People will either answer or they won't.


----------



## TundraGreen (Jul 15, 2010)

Enochius said:


> I don't think anyone has to be a tax expert to have an idea. I didn't ask for exact numbers. I currently work in the United States and I'm not a tax expert but just from observation I could get someone in the ballpark if they were to ask a similar question.
> I'm not trying to be rude but I don't think you have the ability to speak for everyone on the forum. If people don't reply and answer the question then I can draw a conclusion that no one truly knows the answer.
> This forum has been helpful in my other post so I thought I would ask.
> People will either answer or they won't.


When I was working as a contractor, my net pay was about 20% less than the gross.


----------



## michmex (Jul 15, 2012)

Enochius said:


> I am I'm the process of working out my contract with my new company and moving to Mexico. Can anyone help me with tax rates or point me in the direction to calculate my net pay after all the taxes are taken out for Mexico? I've tried searching but I'm not having much luck.
> I'm sure the taxes are much different than the US. I want to make sure that I don't accept a gross pay that equals a net pay less than what I desire.
> 
> Thank you in advance!



From a Google search for Mexico Income Tax 2013:

http://www.expat.hsbc.com/1/PA_ES_C...f/en/global_tax_navigator/going_to_mexico.pdf

Preparation of Mexican income taxes is not difficult. The level of difficulty rises as a USA filing to the IRS will also need to be made if you are a USA citizen.

Like conorkileen, my taxes were prepared by our corporate auditors. I split my salary so that I had sufficient funds to pay the bills I needed to pay in both countries which included my health insurance which was paid in the USA. My tax and basic living expenses in Mexico were equalized so that my international service did not present an undue financial burden compared to me staying in the USA. I also wanted to minimize my payment in Pesos to minimize the exchange rate risk.

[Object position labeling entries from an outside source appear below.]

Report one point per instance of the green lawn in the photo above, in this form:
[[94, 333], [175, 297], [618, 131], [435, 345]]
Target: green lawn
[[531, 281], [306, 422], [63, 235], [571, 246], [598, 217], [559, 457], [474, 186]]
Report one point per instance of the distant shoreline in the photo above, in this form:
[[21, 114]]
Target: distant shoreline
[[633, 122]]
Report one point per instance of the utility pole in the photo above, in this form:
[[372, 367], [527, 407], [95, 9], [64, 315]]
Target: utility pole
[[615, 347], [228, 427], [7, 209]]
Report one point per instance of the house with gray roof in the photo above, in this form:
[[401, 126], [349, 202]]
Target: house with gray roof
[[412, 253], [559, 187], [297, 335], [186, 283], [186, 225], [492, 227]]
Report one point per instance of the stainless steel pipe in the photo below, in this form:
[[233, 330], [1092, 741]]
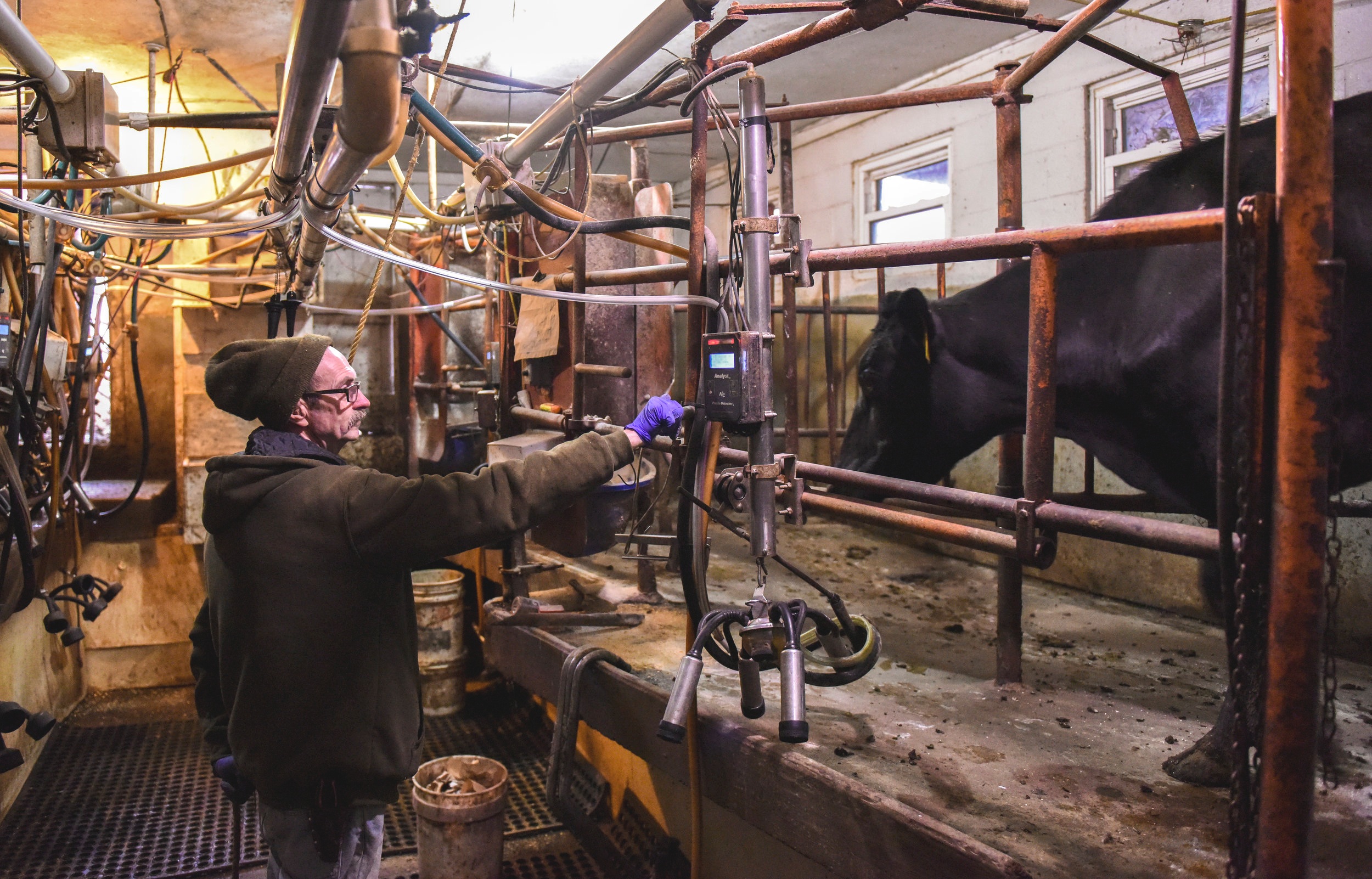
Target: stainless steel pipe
[[316, 37], [752, 106], [31, 57], [641, 44], [364, 128]]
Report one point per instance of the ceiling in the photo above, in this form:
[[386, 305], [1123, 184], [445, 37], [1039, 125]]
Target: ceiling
[[548, 42]]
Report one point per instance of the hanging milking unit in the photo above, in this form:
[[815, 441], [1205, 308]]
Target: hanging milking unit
[[737, 393]]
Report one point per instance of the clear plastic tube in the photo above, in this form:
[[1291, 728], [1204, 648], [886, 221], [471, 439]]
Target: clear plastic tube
[[128, 229], [475, 283], [454, 305]]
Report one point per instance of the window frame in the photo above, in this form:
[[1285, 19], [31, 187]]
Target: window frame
[[1112, 98], [906, 158]]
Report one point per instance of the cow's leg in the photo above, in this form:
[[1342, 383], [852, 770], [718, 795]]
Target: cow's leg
[[1211, 760]]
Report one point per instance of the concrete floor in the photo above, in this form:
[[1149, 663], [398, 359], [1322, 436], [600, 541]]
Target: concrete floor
[[1064, 773]]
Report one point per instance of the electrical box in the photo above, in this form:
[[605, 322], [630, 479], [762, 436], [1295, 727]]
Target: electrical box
[[89, 121], [736, 388]]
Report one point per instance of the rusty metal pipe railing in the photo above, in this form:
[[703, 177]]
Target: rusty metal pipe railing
[[603, 369], [1157, 231], [641, 44], [830, 385], [1180, 110], [1149, 534], [788, 300], [1010, 446], [1304, 410], [1042, 399], [781, 46], [795, 113], [1076, 28], [984, 539]]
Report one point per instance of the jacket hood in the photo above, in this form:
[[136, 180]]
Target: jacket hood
[[237, 483]]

The tricky part in negotiating a salary paid only in Mexican pesos will be to forecast the USD$-Mexico Peso exchange rate which has shown a lot of variability in the last 12 months.


----------



## Enochius (Mar 30, 2013)

Thank you for the replies. This helps me.


----------



## johnmex (Nov 30, 2010)

The only income I have is in pesos. I checked my pay stub today and can confirm that 20% was retained. That includes income tax, IMSS, and Infonavit deductions.


----------